Kim's decision a week ago to launch a rocket next month to celebrate the 100th birthday of his late grandfather and founder of North Korea's communist dynasty, Kim Il-sung, has effectively moved the spotlight away from the official agenda.

The decision, officially to launch a satellite into orbit, has worried China, infuriated the US, scared Japan and angered South Korea - coming just weeks after a deal between Washington and Pyongyang that promises food aid in return for an end to nuclear weapons test and military provocations. Pyongyang has also agreed to allow international nuclear inspectors, expelled three years ago, back into the country.

South Korean officials believe the move is further evidence that Kim, who in his late 20s, is closely following in the footsteps of his father, Kim Jong-il, who died in December. 'He is showing he has been trained well - he's working off the manuals that his father left him,' said one senior South Korean official.

'It is exactly the kind of frustrating and provocative manoeuvre his father would have made to try to keep us all off-balance.'

Other officials said matters could have been worse, given rumours a month ago that Pyongyang might be planning a third nuclear weapons test to express anger at Seoul's hosting of the summit.

Japan is preparing its missile defence batteries to shoot down the rocket if it threatens the country, despite Pyongyang insisting it is merely part of a peaceful space development programme.

The North has previously faced UN Security Council condemnation for such launches, with some nations fearing they are, in fact, ballistic missile tests. Japan said it detected no satellite launch after a similar event in 2009, insisting that it was a long-range missile fired over Japan. As it refines its nuclear warheads from its stockpiles of weapons-grade plutonium, North Korea is also attempting to master long-range missile strikes.

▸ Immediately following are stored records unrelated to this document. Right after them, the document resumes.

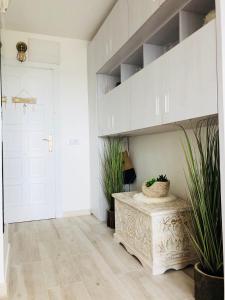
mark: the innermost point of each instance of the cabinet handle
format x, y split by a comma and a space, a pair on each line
167, 103
157, 110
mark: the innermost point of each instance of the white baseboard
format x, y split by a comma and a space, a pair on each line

UN Secretary General Ban Ki-moon - a former South Korean foreign minister with long experience of North Korean issues - is expected to raise the looming launch when the summit opens tomorrow while President Hu Jintao and his US counterpart Barack Obama are expected to discuss it when they meet in private on the sidelines on Tuesday.

Foreign Ministry officials repeatedly warned last week that Beijing had expressed its 'concerns and worries' to North Korean counterparts while some mainland scholars have said the launch had apparently taken Beijing by surprise. Despite those concerns, Hu is expected to face pressure for a harder line against its ally from Obama.

Obama arrives in Seoul this morning and will travel to the De-militarised Zone - the heavily fortified border that has split the two Koreas since the truce that ended the Korean conflict in 1953.

'We certainly hope and recommend that China will bring all the instruments of power to bear to influence the decision-making in North Korea,' said Daniel Russel, head of Asia policy in the National Security Council. Otherwise, he warned, the North Koreans will 'deepen their isolation'.

The situation reflects what organisers admit is the relatively low expectations that surround the summit. Individual states' nuclear programmes - such as the controversial efforts by North Korea and Iran - are not on the formal agenda. South Korean president Lee Myung-bak invited the North to the summit last year - but made the invitation conditional on efforts for Pyongyang to declare and account for its nuclear efforts.

Pyongyang has intensified its anti-summit rhetoric, saying any specific mention of its nuclear programme during the event would amount to a 'declaration of war'.

The two-day summit will officially review and expand on efforts to keep loose nuclear material, such as highly-enriched uranium, from falling into the hands of terrorists.